Apache Avro is an open source project providing a data serialization framework and data exchange services often used in the context of Apache Kafka and Apache Hadoop, to facilitate the exchange of big data between applications. It is also used for efficient storage in Apache Hive or Oracle for NoSQL, or as a data source in Apache Spark or Apache NiFi.
It is a row-oriented object container storage format and is language-independent. Avro uses JSON to define the schema and data types, allowing for convenient schema evolution. The data storage is compact and efficient, with both the data itself and the data definition being stored in one message or file, meaning that a serialized item can be read without knowing the schema ahead of time.
An Avro container file consists of a header and one or multiple file storage blocks. The header contains the file metadata including the storage blocks schema definition. Avro follows its own standards for defining schemas, expressed in JSON.

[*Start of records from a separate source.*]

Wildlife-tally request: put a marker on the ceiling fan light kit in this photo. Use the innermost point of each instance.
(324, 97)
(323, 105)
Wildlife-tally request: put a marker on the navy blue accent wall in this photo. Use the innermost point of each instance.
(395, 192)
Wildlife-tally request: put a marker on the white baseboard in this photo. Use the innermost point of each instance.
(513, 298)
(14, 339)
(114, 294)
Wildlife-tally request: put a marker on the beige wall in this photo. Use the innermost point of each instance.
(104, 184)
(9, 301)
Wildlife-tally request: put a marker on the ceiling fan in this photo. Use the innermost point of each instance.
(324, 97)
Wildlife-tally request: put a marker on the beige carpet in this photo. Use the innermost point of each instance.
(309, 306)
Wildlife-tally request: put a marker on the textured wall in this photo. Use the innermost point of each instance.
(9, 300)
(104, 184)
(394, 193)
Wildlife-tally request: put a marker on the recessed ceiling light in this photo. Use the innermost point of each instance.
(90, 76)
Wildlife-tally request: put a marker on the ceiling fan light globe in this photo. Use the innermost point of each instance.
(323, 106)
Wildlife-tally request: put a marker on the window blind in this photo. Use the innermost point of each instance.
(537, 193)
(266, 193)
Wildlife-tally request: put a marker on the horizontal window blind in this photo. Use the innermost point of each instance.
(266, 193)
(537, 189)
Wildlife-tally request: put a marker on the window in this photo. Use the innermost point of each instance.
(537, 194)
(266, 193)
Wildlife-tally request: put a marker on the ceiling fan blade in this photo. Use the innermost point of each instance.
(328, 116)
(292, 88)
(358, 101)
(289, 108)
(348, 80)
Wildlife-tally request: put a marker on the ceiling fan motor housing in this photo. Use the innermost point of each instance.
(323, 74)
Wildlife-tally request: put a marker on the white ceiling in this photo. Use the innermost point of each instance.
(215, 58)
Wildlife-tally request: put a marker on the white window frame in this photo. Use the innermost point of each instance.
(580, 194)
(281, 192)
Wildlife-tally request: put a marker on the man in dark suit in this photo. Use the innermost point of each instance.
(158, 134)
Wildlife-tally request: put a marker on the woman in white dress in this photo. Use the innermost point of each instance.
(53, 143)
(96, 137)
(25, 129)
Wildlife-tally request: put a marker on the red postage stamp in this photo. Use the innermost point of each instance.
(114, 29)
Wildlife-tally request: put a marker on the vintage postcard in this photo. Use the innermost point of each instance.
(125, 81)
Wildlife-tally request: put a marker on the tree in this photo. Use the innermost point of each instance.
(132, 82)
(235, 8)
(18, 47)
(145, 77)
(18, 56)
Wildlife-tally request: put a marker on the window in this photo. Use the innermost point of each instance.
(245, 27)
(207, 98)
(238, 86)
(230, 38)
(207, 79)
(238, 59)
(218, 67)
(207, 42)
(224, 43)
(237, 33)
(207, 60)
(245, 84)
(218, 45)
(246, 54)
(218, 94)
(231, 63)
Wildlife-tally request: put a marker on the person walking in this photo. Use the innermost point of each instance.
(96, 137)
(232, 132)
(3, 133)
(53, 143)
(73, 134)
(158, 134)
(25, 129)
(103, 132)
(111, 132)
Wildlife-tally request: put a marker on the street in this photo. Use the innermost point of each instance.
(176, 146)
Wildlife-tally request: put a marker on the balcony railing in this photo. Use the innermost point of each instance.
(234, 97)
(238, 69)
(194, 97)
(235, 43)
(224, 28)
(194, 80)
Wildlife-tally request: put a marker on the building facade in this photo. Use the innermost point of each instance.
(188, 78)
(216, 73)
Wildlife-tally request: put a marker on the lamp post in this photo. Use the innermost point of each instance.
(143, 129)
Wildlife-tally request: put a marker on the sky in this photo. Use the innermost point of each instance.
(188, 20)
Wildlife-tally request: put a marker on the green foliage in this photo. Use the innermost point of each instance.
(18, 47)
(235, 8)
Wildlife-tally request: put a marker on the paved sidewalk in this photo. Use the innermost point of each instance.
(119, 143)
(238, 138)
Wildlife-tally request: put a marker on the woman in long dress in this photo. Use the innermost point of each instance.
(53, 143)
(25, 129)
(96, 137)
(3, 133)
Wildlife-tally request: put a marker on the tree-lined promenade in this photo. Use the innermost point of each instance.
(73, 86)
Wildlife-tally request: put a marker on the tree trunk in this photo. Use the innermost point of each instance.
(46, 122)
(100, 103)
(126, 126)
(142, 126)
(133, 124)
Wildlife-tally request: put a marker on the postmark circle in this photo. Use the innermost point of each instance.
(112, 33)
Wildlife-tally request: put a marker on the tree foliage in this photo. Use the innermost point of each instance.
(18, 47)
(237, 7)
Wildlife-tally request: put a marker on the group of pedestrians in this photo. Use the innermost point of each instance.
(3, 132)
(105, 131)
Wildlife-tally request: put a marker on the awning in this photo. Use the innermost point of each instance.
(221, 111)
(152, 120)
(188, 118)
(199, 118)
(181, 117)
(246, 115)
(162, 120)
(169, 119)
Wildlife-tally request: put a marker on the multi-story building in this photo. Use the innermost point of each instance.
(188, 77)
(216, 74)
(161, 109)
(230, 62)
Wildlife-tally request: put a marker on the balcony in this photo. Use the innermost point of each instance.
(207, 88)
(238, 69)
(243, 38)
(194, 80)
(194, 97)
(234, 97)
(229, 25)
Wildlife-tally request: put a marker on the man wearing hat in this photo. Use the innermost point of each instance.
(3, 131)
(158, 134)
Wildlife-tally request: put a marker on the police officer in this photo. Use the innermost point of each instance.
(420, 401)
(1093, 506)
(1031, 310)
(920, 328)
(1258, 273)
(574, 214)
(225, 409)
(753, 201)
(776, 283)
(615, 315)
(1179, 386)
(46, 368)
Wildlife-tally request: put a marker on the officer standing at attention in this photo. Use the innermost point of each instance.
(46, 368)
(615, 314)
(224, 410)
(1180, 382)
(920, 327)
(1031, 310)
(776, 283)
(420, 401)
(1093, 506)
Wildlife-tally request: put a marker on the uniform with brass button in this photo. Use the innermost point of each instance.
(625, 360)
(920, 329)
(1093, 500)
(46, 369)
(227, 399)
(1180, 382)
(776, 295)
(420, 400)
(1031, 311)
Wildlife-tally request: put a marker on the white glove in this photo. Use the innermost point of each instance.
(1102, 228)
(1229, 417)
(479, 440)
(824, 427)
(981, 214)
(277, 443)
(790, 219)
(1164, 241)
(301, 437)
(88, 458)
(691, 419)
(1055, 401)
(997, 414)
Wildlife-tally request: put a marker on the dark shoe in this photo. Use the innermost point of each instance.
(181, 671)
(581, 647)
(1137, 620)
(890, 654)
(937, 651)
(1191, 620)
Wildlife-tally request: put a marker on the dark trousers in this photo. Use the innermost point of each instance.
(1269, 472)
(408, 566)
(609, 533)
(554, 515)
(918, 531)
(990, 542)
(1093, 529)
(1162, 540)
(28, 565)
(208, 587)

Avro schema provides future-proof robustness in streaming architectures like Kafka, when producers and an unknown number of consumers evolve on a different timeline. Avro schemas support evolution of the metadata and are self-documenting the data, making it future-proof and more robust.
Producers and consumers are further decoupled by defining constraints for the way schemas are allowed to evolve over time. These evolution rules can be published in a schema registry, as provided by Confluent, HortonWorks, or NiFi. With a schema registry, you may also increase memory and network efficiency by sending a schema reference ID in the registry instead of repeating the schema itself with each message.